Sounds noble but how does this support quality and cost?  As Michael Gerson notes in the Washington Post today, “the administration, it turns out, has no serious plan to control healthcare costs.”  Fundamentally, providing government benefits are expensive and require funding.  So some form of taxes will be required to provide this benefit.  After having taxpayers fund this healthcare insurance option, then what do we have?  More people getting more doctor visits, more tests, more hospitalization, and more pharmaceuticals.  No wonder big pharma is behind this – this will increase demand for their products from paying customers.

Don’t get me wrong.  I am not in favor of the Republican plan to make people better consumers of healthcare, somehow thinking that people with no medical understanding will shop for healthcare the way they shop for televisions and clothes.  Utter nonsense.  And, by the way, if they had the ability to make cost-based choices, the assumption that individuals would choose the cheapest alternative is also flawed logic.  When your health is involved, do you want the best or cheapest?

So I have a comprehensive plan to transform healthcare, which I will lay out over the coming weeks.  I believe the administration is not reaching far enough in its effort to transform healthcare.  If we are not bold, then we will be left with no other alternative but to ration healthcare for the elderly and chronically ill.  We already ration healthcare today:  its the poor and underinsured that are impacted the most.  So the administration, unwittingly, proposes to shift that rationing to the old and very sick.  I don’t like it one bit. 

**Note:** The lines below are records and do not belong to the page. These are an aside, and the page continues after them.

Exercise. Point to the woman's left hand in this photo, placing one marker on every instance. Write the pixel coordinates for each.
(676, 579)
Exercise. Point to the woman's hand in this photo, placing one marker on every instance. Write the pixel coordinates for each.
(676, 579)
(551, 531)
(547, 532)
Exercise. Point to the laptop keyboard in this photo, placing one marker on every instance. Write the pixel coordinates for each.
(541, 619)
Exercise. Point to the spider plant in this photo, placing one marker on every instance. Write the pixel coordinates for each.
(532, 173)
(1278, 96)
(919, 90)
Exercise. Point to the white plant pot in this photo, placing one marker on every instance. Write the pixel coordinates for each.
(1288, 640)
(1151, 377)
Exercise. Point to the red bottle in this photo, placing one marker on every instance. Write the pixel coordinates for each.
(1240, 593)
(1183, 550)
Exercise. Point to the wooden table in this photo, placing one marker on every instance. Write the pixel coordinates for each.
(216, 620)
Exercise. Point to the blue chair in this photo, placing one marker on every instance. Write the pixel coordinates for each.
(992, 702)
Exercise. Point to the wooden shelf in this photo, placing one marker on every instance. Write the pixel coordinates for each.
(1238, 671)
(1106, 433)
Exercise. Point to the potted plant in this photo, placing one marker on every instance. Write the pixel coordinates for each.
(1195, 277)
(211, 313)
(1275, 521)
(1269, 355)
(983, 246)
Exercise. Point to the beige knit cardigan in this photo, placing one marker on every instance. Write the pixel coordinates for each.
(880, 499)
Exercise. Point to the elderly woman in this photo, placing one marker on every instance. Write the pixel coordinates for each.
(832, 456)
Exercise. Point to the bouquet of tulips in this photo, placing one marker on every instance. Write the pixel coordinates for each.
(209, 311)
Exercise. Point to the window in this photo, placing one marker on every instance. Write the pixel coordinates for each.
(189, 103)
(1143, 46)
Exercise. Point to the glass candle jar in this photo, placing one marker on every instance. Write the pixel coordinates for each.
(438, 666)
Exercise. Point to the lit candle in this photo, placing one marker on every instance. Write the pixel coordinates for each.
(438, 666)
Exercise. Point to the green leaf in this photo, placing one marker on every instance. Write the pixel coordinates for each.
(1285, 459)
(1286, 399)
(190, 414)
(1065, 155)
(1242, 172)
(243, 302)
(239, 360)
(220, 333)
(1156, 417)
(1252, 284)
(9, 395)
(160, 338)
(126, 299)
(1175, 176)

Do you agree that this single-minded focus on access is flawed?  Do you want to really transform healthcare, not just play the shell game?


Changing Healthcare

May 27, 2009

We are at an historic point in the US when it comes to healthcare.  At the current pace, unabated, healthcare costs will double in the US in less than 10 years to $4 trillion.  This is unsustainable for our economy and is on pace to consume every dollar of GDP growth.  This might be understandable if the quality matched the cost.  Unfortunately, this is not the case.  Considering that over 47 million Americans are uninsured/underinsured and our metrics of mortality and quality outcomes reflect high levels of variation.

Due to reaching this Tipping Point, the American people, the government, and all major stakeholders in the healthcare system agree that change is necessary.  As expected, there is are many diverse, conflicting views about what needs to change and how far to go.  My fear today is not that the change goes to far but does not reach far enough to make a meaningful impact.  Any plans that compromise too much will water down the impacts and destroy the momentum behind this critical change activity.

I run a management consulting firm and we see every day the pressing need to transform the industry.  It is rare that I meet an industry player who thinks the healthcare system is efficient and effective.  I am very impressed on a daily basis with the level of dedication and passion I see from doctors, nurses, and administrators.  This commitment provides both a great resource for change while at the same time creating a natural barrier to doing things differently.

I recount the word of Donald M. Nelson, who was appointed by FDR in 1942 to take over War Production Board, which was a massive responsibility that involved radical changes.  “We must drop the idea that change comes slowly.  It does ordinarily – in part because we think it does.  Today changes must come fast; and we must adjust our mental habits, so that we can accept comfortably the idea of stopping one thing and beginning another overnight.  We must discard the idea that past routine, past ways of doing things, are probably the best ways.  On the contrary, we must assume that there is probably a better way to do almost everything.  We must stop assuming that a thing which has never been done before probably cannot be done at all.”

So moving forward, this blog will address the major facets of the healthcare system that need to be transformed and how we can reach 2010 with a cost effective, high quality, service-oriented healthcare system that is the envy of the rest of the world.  Come here to discover the pulse of the healthcare system.